Los resultados son todavía parciales y los responsables de la investigación apuntan que comienza ahora un periodo de análisis más profundo para descubrir las causas que expliquen esta aparente relación entre belleza y mejores defensa. La metodología del estudio no está exenta de polémica y, por tanto, hay que tomar los resultados con suma cautela al relacionar algo meramente estético o cultural como la belleza con cuestiones mucho más complejas como el funcionamiento del sistema inmune.

Estándares de belleza: piel clara y labios carnosos y rojos

Para realizar el estudio, por ejemplo, los investigadores se han basado en los que calificaron como "estándares de belleza" y, en este sentido, decidieron incluir entre los participantes candidatos que tenían "características como la piel clara, los pómulos prominentes, los ojos brillantes y los labios carnosos y rojos ya que se han considerado atractivos a lo largo de la historia humana". También se optó con personas con simetría facial.

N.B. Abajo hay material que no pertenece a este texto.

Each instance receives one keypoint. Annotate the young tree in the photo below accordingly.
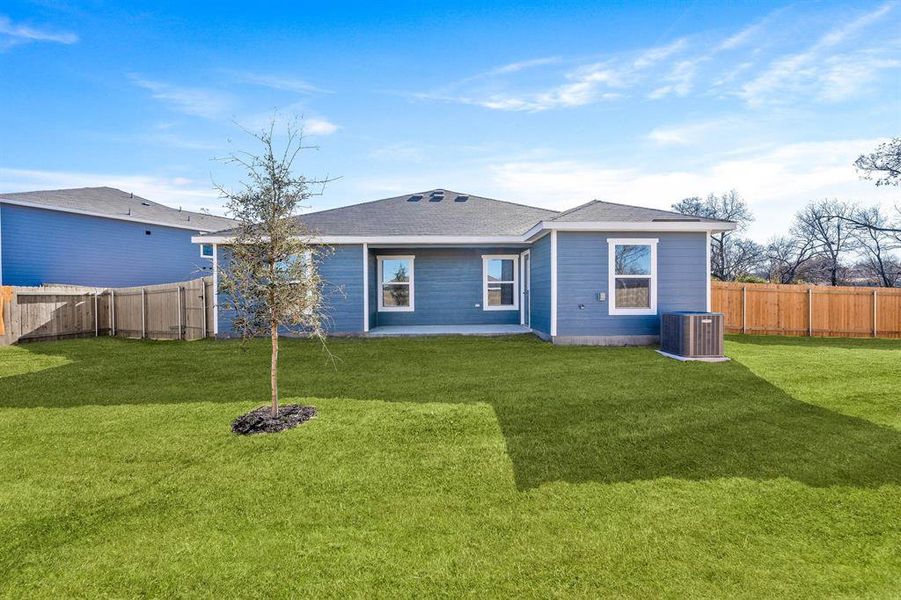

Para llevar a cabo el análisis, los científicos realizaron análisis de sangre a todos los participantes y compararon los resultados. Descubrieron que la sangre de los participantes que tenían rasgos más atractivos tenían precisamente mayor actividad de fagocitosis. Los expertos asociaron este hecho a una mayor concentración en sangre de células inmunitarias o de un tipo concreto de defensas especializas en la eliminación de patógenos. Se trata de monocitos, macrófagos, células dendríticas y neutrófilos, las células encargadas de eliminar los cuerpos extraños que atacan al cuerpo.

Con estos resultados sobre la mesa, los responsables del estudio se aventuraron a relacionar que sí existía una relación aparente entre belleza y cantidad de defensas. "Los resultados de la investigación actual sugieren que el atractivo facial puede proporcionar información sobre la función inmunológica, particularmente en lo que se refiere a la capacidad de combatir de manera eficiente las amenazas bacterianas", concluyen.